Si nous demandons quelles limites on doit apporter à l’activité technique humaine, peut-être Aristote nous donne-t-il une règle. La PMA est simplement une technique qui aide la nature à accomplir ce qu’elle ne parvient pas à faire seule. Elle s’applique donc à aider les couples stériles à avoir un enfant ... à condition qu’il s’agisse de couples virtuellement susceptibles d’avoir un enfant, c’est-à-dire de couples hétérosexuels. D’où l’importance des discussions autour de l’application de la PMA aux couples homosexuels (féminins).
Dans un tout autre domaine, la sélection des plantes et des animaux n’est rien d’autre qu’une manière de diriger un processus naturel.

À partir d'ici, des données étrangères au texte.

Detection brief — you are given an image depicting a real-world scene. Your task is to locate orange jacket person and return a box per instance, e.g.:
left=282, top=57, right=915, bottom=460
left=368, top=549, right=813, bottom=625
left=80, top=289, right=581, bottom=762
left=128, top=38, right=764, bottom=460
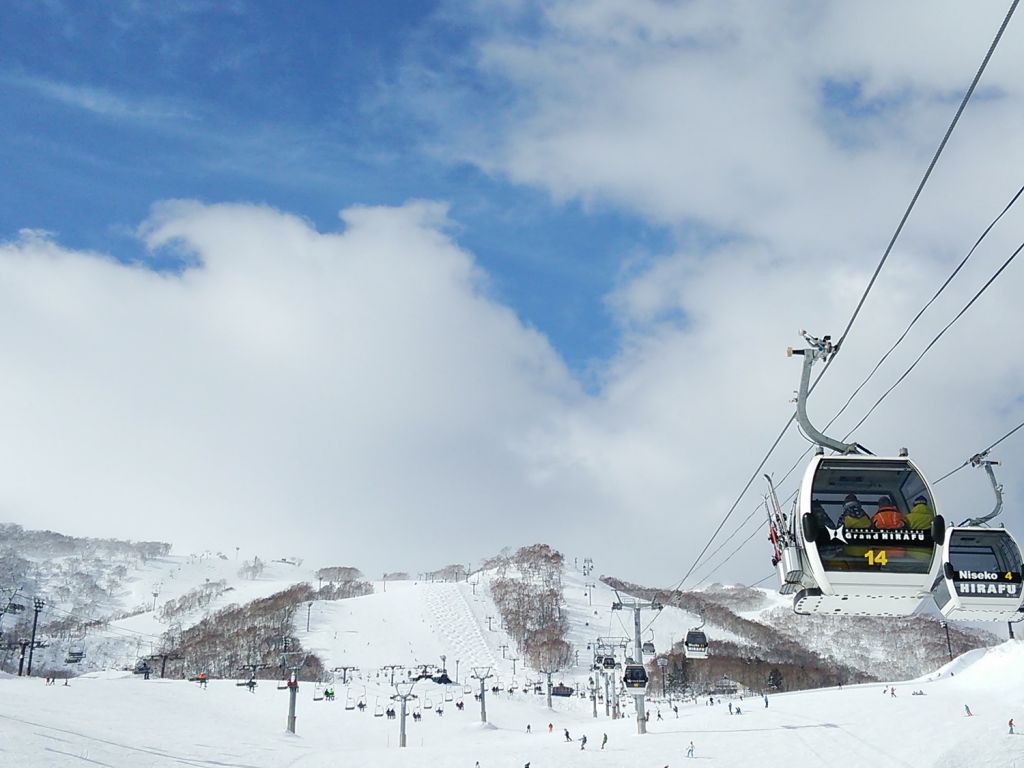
left=871, top=496, right=906, bottom=530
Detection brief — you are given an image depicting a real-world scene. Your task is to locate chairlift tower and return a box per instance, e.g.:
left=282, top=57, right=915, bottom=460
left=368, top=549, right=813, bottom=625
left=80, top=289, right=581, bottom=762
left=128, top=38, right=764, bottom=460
left=611, top=592, right=664, bottom=735
left=471, top=667, right=492, bottom=723
left=391, top=684, right=417, bottom=748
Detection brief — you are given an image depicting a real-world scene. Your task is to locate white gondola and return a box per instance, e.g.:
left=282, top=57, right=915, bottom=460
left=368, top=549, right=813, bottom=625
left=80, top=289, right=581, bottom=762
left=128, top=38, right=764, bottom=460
left=683, top=629, right=708, bottom=658
left=933, top=452, right=1024, bottom=622
left=640, top=630, right=657, bottom=656
left=769, top=334, right=944, bottom=616
left=623, top=664, right=647, bottom=695
left=934, top=526, right=1024, bottom=622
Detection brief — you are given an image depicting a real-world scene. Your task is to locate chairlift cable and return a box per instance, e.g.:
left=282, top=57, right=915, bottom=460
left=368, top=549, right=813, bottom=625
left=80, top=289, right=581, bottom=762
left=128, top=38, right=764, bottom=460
left=694, top=519, right=768, bottom=587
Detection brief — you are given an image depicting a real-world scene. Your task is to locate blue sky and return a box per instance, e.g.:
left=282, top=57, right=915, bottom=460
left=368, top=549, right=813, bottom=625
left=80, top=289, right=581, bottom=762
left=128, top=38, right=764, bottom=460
left=0, top=2, right=671, bottom=378
left=0, top=0, right=1024, bottom=584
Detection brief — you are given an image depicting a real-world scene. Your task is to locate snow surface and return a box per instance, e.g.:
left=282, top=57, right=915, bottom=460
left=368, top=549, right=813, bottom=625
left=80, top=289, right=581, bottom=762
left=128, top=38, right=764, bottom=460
left=0, top=643, right=1024, bottom=768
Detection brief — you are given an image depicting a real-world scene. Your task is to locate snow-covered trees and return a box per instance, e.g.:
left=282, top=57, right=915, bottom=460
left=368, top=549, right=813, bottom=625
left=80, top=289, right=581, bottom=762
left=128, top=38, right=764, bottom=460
left=489, top=544, right=572, bottom=670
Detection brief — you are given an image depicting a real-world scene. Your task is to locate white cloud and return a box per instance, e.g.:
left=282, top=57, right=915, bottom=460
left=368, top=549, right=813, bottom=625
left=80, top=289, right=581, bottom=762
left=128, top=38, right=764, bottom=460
left=3, top=75, right=196, bottom=123
left=6, top=1, right=1024, bottom=584
left=0, top=202, right=598, bottom=567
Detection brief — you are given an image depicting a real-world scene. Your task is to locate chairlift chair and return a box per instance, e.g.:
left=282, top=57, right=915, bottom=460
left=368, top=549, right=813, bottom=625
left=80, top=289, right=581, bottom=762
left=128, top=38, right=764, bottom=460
left=623, top=664, right=647, bottom=695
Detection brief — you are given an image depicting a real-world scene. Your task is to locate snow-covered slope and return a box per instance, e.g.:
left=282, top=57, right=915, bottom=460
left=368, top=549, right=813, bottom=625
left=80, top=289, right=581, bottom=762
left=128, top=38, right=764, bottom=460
left=0, top=638, right=1024, bottom=768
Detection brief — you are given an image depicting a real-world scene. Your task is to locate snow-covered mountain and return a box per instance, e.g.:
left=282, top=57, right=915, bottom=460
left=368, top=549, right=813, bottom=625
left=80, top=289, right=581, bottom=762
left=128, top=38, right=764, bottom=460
left=0, top=525, right=997, bottom=690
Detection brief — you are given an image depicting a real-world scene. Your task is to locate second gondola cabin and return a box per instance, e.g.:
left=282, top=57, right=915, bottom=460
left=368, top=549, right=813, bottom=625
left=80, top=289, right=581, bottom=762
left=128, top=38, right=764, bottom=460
left=933, top=525, right=1024, bottom=622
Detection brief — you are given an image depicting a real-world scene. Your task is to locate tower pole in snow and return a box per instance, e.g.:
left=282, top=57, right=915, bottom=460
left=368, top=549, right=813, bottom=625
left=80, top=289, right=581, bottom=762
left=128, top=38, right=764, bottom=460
left=28, top=597, right=46, bottom=677
left=391, top=680, right=416, bottom=746
left=473, top=667, right=490, bottom=723
left=611, top=598, right=662, bottom=734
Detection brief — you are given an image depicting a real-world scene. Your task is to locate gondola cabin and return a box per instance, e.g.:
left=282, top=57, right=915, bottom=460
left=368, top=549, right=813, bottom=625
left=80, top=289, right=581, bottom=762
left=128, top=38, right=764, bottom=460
left=785, top=455, right=943, bottom=616
left=933, top=526, right=1024, bottom=622
left=683, top=630, right=708, bottom=658
left=623, top=664, right=647, bottom=695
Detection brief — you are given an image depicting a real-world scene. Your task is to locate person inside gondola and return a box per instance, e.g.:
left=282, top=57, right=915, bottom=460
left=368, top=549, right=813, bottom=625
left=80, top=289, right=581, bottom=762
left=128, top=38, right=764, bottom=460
left=843, top=494, right=871, bottom=528
left=906, top=496, right=935, bottom=530
left=871, top=494, right=906, bottom=530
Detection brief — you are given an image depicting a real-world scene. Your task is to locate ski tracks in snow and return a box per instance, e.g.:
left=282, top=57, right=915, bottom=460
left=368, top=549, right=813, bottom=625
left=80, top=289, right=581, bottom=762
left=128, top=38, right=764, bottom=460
left=425, top=583, right=498, bottom=670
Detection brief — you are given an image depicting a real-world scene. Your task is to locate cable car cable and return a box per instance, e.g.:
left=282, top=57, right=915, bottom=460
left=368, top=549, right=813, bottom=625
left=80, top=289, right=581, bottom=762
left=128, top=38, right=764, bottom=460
left=823, top=179, right=1024, bottom=434
left=643, top=0, right=1020, bottom=618
left=819, top=0, right=1020, bottom=360
left=932, top=421, right=1024, bottom=485
left=843, top=243, right=1024, bottom=440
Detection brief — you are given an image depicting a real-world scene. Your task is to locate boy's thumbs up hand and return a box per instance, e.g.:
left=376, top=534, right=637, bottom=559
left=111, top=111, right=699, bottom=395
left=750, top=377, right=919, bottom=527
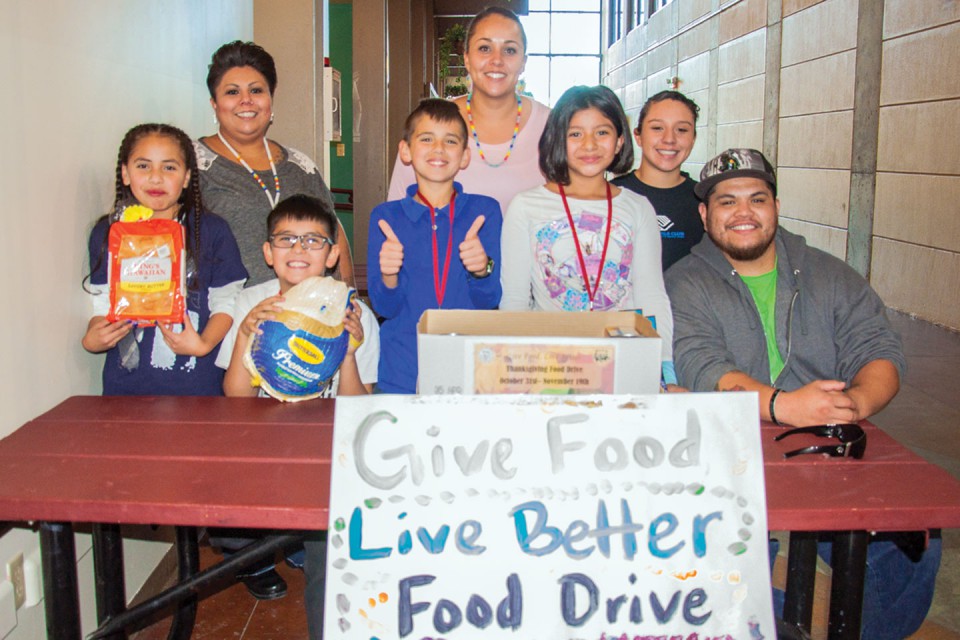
left=460, top=216, right=489, bottom=276
left=377, top=220, right=403, bottom=282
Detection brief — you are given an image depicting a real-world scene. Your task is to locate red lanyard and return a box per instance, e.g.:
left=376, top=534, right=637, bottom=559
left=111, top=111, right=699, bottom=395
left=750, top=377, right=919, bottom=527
left=417, top=189, right=457, bottom=308
left=557, top=182, right=613, bottom=311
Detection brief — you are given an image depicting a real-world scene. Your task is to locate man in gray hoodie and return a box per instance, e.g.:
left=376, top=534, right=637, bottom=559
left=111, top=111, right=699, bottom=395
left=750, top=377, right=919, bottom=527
left=665, top=149, right=905, bottom=426
left=664, top=149, right=941, bottom=638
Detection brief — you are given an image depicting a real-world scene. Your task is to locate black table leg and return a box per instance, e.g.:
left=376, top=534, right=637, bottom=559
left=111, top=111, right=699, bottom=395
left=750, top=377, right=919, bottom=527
left=40, top=522, right=81, bottom=640
left=783, top=531, right=817, bottom=635
left=93, top=524, right=127, bottom=640
left=90, top=533, right=303, bottom=640
left=167, top=527, right=200, bottom=640
left=828, top=531, right=869, bottom=640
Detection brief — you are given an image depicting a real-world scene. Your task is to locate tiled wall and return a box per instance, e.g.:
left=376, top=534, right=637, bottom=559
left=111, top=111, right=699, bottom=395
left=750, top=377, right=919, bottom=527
left=604, top=0, right=960, bottom=328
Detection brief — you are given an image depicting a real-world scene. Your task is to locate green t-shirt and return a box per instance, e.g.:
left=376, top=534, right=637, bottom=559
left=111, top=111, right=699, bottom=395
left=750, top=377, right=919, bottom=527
left=740, top=266, right=783, bottom=384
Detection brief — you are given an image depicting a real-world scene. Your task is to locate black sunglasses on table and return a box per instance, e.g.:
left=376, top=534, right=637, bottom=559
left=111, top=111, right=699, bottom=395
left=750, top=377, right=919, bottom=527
left=774, top=424, right=867, bottom=460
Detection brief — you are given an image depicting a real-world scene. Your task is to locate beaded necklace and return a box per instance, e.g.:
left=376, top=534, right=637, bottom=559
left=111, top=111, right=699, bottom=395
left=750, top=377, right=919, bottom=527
left=217, top=130, right=280, bottom=209
left=467, top=91, right=523, bottom=169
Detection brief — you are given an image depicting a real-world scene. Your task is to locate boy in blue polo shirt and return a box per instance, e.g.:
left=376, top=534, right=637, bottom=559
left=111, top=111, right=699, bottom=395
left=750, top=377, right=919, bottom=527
left=367, top=99, right=503, bottom=393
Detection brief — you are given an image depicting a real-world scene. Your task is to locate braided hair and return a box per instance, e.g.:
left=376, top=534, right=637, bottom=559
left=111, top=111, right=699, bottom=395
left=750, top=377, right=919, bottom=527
left=84, top=123, right=203, bottom=290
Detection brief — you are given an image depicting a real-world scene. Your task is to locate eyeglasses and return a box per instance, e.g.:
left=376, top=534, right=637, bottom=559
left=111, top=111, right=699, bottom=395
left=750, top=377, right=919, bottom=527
left=261, top=233, right=333, bottom=251
left=774, top=424, right=867, bottom=460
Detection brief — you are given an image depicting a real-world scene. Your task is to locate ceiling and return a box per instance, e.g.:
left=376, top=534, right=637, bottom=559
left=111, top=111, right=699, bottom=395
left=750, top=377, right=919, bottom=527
left=433, top=0, right=529, bottom=18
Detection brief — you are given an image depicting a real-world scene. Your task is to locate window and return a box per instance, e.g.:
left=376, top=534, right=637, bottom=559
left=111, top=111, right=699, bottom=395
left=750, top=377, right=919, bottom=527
left=520, top=0, right=603, bottom=107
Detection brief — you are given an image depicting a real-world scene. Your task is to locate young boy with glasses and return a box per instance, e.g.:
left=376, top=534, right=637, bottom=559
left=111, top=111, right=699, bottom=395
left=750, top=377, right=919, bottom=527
left=217, top=195, right=380, bottom=637
left=217, top=195, right=380, bottom=398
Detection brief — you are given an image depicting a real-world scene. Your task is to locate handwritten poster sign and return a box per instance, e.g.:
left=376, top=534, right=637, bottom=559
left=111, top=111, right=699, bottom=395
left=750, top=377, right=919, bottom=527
left=325, top=393, right=776, bottom=640
left=473, top=343, right=615, bottom=395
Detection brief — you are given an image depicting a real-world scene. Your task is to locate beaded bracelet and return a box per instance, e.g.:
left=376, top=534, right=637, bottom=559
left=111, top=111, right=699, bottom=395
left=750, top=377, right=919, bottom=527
left=770, top=387, right=783, bottom=427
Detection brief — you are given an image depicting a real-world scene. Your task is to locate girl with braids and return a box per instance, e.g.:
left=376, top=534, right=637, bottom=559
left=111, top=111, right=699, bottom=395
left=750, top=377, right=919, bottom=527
left=82, top=124, right=247, bottom=396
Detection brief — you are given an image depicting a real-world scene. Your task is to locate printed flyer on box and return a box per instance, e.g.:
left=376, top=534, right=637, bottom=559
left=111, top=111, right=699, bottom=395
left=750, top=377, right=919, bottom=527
left=473, top=343, right=615, bottom=395
left=325, top=393, right=776, bottom=640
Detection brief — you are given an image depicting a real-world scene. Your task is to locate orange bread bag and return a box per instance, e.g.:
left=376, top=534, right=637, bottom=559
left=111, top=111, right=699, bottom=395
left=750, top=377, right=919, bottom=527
left=107, top=219, right=185, bottom=324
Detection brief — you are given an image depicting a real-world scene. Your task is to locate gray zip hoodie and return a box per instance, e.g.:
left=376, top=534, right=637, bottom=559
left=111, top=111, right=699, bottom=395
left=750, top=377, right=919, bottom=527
left=664, top=227, right=906, bottom=391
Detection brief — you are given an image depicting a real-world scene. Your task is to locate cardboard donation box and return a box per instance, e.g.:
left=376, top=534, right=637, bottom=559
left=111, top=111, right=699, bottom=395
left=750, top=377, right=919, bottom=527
left=417, top=309, right=660, bottom=395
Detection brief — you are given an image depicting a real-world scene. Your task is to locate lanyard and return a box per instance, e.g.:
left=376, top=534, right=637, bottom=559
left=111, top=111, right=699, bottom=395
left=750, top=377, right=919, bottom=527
left=417, top=189, right=457, bottom=308
left=557, top=182, right=613, bottom=311
left=217, top=130, right=280, bottom=209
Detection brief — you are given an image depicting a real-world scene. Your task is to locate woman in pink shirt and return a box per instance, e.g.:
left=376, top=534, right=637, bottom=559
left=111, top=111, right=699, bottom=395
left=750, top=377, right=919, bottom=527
left=387, top=7, right=550, bottom=211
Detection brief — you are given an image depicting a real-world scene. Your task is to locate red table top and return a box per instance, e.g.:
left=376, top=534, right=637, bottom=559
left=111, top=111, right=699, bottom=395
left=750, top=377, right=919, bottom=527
left=0, top=396, right=960, bottom=531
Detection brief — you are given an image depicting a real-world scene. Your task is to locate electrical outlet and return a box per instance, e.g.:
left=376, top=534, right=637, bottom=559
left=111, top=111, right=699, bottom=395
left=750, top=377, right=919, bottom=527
left=7, top=553, right=27, bottom=609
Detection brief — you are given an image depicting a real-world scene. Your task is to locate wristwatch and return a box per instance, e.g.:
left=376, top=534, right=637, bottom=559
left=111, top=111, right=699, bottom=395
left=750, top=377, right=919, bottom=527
left=470, top=256, right=495, bottom=279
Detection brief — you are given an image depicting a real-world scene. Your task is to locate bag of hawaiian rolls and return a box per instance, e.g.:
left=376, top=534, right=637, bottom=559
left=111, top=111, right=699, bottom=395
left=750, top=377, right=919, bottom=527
left=107, top=207, right=185, bottom=324
left=243, top=276, right=356, bottom=402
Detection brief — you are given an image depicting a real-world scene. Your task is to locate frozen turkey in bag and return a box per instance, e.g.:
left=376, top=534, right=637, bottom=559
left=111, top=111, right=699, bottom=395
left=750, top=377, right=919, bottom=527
left=243, top=276, right=356, bottom=402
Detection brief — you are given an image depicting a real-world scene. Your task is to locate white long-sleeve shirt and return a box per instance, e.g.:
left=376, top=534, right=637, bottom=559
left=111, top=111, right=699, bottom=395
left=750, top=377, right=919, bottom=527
left=500, top=186, right=673, bottom=361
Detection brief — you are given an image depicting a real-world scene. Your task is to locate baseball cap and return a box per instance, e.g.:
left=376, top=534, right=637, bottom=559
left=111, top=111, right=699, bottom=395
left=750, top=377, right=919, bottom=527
left=693, top=149, right=777, bottom=200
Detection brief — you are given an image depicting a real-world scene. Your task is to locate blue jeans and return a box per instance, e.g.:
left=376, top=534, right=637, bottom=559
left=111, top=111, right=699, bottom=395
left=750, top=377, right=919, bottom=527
left=770, top=531, right=942, bottom=640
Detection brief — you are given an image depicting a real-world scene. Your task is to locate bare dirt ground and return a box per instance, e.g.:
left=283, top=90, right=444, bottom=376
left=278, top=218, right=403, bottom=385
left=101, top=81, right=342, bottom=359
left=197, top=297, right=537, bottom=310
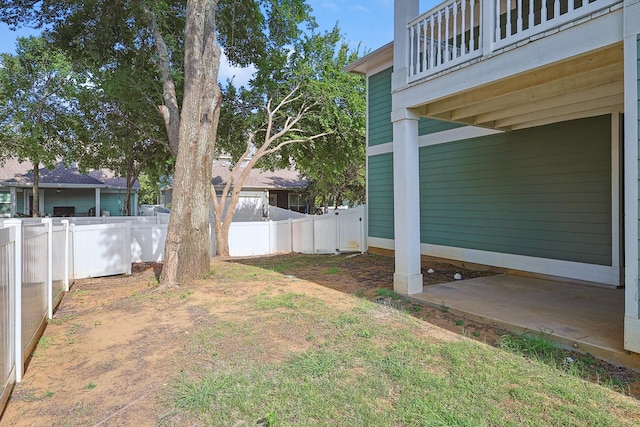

Le paysan qui préparait ses semences pour la récolte suivante les sélectionnait – très empiriquement d’ailleurs. Il procédait de même pour son troupeau de vaches. Avec les OGM, c’est une autre voie qui s’ouvre : remplacent le développement organique par la chimie, les processus naturels par des processus industriels. Ce n’est pas du tout la même chose. Les défenseurs des OGM emploient l’argument selon lequel la technique des OGM permet seulement de court-circuiter le long processus de la sélection, en tenant le développement organique et le temps qu’il suppose pour rien. Mais précisément, c’est le temps qui est l’essentiel et cette tentative d’éliminer le temps est le caractère le plus saillant de notre époque – voir aussi sur ce dernier point Accélération de Hartmunt Rosa.
Gardons-nous de trancher trop vite. Ce qui s’annonce sous le terme de questions éthiques ou sociétales en tout cas met en jeu une dimension ontologique, c’est-à-dire les assises mêmes de la vie humaine. Et c’est encore le recours à la tradition philosophique qui permet d’y voir plus clair.